Embora se trate de um estudo preliminar, a descoberta dos mecanismos do eixo entre a central de comando do sistema nervoso e o sistema a gordura mereceu uma nomeação ao Prémio Eppendorf & Science, por contribuir para uma melhor compreensão do cérebro e do sistema nervoso e descodificar as células que fazem a ponte entre dois sistemas, integrando técnicas de neurociência, de imunologia e do metabolismo.
O tecido adiposo é reconhecido, agora, como um órgão neuroendócrino ativo, que interage com o sistema imune e o sistema nervoso
O tecido adiposo, envolvido em funções tão distintas como as reprodutivas e musculares, é reconhecido, agora, como um órgão neuroendócrino ativo, que interage com o sistema imune e o sistema nervoso. O cérebro, que controla funções tão importantes como a fome, a sede e o sono, através do hipotálamo, estimula os neurónios do sistema nervoso simpático, presentes na gordura abdominal e dá origem à libertação de catecolaminas, substâncias que facilitam a termogénese e o gasto de energia.

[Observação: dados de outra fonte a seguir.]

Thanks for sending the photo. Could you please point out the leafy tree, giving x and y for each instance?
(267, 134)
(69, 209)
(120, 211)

Se o circuito de comunicação entre estes dois parceiros estiver a funcionar em pleno, ou em sinergia, é possível manter o equilíbrio sistémico que pode ser mantido com comportamentos saudáveis. Não sendo o caso, surgem as complicações no metabolismo que potenciam as doenças crónicas, o que explica, pelo menos em parte, porque é que um bom regime alimentar e o exercício físico podem não ser suficientes para debelar o peso a mais.
Novos horizontes
Estas descoberta prenuncia um futuro promissor no que respeita ao desenvolvimento de novos fármacos para a obesidade nos humanos.
Agora falta explorar as mudanças hormonais ao longo da vida, dadas “as implicações do tecido adiposo visceral no cérebro, que também fica afetado pelas consequências metabólicas das hormonas, ou falta delas, em circulação”, observa Ana Filipa Cardoso.
Ainda vai ser preciso esperar para que esta descoberta tenha tradução na esfera clínica, mas não deixa de ser uma luz ao fundo do túnel para as muitas pessoas que sofrem de obesidade e excesso de peso, mesmo quando fazem dieta e exercício.
Os ganhos potenciais deste estudo podem ser igualmente vistos na ótica dos gastos em saúde: segundo uma pesquisa recente do Centro de Estudos de Medicina Baseada na Evidência (CEMBE), estima-se que as doenças relacionadas com este problema – cardiovasculares, renais e cardíacas – custem ao Estado, anualmente, cerca de 1,2 mil milhões de euros.